End to end data engineering project with Spark, Mongodb, Minio, postgres and Metabase
### Utilizing of open source technologies for the implementation of a data pipeline
## Architecture
## Source Code
All the source code demonstrated in this post is open-source and available on [GitHub](https://github.com/Stefen-Taime/projet_data).
git clone https://github.com/Stefen-Taime/projet_data.git
## Prerequisites
As a prerequisite for this post, you will need to create the following resources:
1. (1) Linux Machine;
2. (1) Docker ;
3. (1) Docker Compose;
4. (1) Virtualenv;
### Setup
git clone https://github.com/Stefen-Taime/projet_data.git
cd projet_data/extractor
pip install -r requirements.txt
python main.py
or
docker build --tag=extractor .
docker-compose up run
#This folder contains code used to create a downlaods folder, iteratively download files from a list of uris, unzip them and delete zip files.

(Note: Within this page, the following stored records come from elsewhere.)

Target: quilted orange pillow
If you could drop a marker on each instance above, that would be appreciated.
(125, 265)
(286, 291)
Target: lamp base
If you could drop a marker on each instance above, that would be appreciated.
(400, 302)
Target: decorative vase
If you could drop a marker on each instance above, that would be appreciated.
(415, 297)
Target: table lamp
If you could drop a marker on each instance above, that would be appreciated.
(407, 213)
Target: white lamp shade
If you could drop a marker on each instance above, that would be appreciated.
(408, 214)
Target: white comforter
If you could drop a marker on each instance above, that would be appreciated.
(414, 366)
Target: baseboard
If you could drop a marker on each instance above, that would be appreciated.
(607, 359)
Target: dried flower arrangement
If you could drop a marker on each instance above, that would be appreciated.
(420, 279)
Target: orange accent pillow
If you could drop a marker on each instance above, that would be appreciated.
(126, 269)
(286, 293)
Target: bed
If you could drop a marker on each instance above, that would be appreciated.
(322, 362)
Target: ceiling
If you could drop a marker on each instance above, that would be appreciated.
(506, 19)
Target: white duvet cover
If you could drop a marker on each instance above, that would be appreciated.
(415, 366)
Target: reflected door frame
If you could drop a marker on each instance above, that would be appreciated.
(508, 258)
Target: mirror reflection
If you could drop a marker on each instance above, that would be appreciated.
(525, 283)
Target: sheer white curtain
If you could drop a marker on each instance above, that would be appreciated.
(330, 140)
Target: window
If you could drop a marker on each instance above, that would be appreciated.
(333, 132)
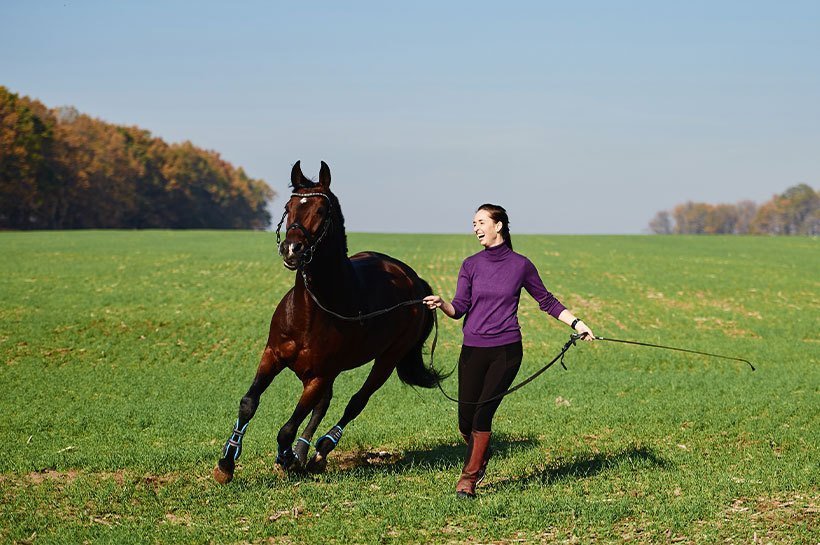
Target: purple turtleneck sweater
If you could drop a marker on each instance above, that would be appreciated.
(488, 291)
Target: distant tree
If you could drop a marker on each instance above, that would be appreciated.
(25, 142)
(661, 224)
(746, 212)
(61, 169)
(795, 212)
(691, 217)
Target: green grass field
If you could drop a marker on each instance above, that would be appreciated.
(125, 354)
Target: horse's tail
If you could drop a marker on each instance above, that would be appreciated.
(411, 369)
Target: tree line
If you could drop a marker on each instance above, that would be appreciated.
(60, 169)
(794, 212)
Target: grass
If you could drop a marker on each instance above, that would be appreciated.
(125, 354)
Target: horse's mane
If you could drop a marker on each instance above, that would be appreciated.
(336, 233)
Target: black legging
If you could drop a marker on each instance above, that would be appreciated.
(482, 374)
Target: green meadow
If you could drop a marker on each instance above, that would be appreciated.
(125, 355)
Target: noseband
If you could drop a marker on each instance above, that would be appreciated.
(307, 255)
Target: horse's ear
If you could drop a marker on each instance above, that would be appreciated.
(297, 179)
(324, 175)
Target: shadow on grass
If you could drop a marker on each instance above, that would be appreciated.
(586, 465)
(450, 457)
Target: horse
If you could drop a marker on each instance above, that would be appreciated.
(325, 325)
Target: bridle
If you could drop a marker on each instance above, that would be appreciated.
(313, 243)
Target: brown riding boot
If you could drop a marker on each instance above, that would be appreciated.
(476, 462)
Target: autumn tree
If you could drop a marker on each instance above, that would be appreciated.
(795, 212)
(62, 169)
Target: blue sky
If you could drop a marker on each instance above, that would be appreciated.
(584, 117)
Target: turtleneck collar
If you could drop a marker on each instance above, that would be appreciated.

At this point you should have in the extractor directory with a new folder Dowloads with 2 csv files
### then
cd ..
cd docker
docker-compose -f docker-compose-nosql.yml up -d #for mongodb
docker-compose -f docker-compose-sql.yml up -d #for postgres and adminer port 8085, metabase port 3000
docker-compose -f docker-compose-s3.yml up -d #for minio port 9000
docker-compose -f docker-compose-spark.yml up -d #for spark master and jupyter notebook port 8888
cd ..
cd loader
pip install -r requirements.txt
# ! modify the path DATA and DATA_FOR_MONGODB variables in .env
python loader.py mongodb #upload data in mongodb database (if you have an error, manually create an auto-mpg database and enter an auto collection and try again)
python loader.py minio #upload data in minio(if you have an error, manually create a landing compartment and try again)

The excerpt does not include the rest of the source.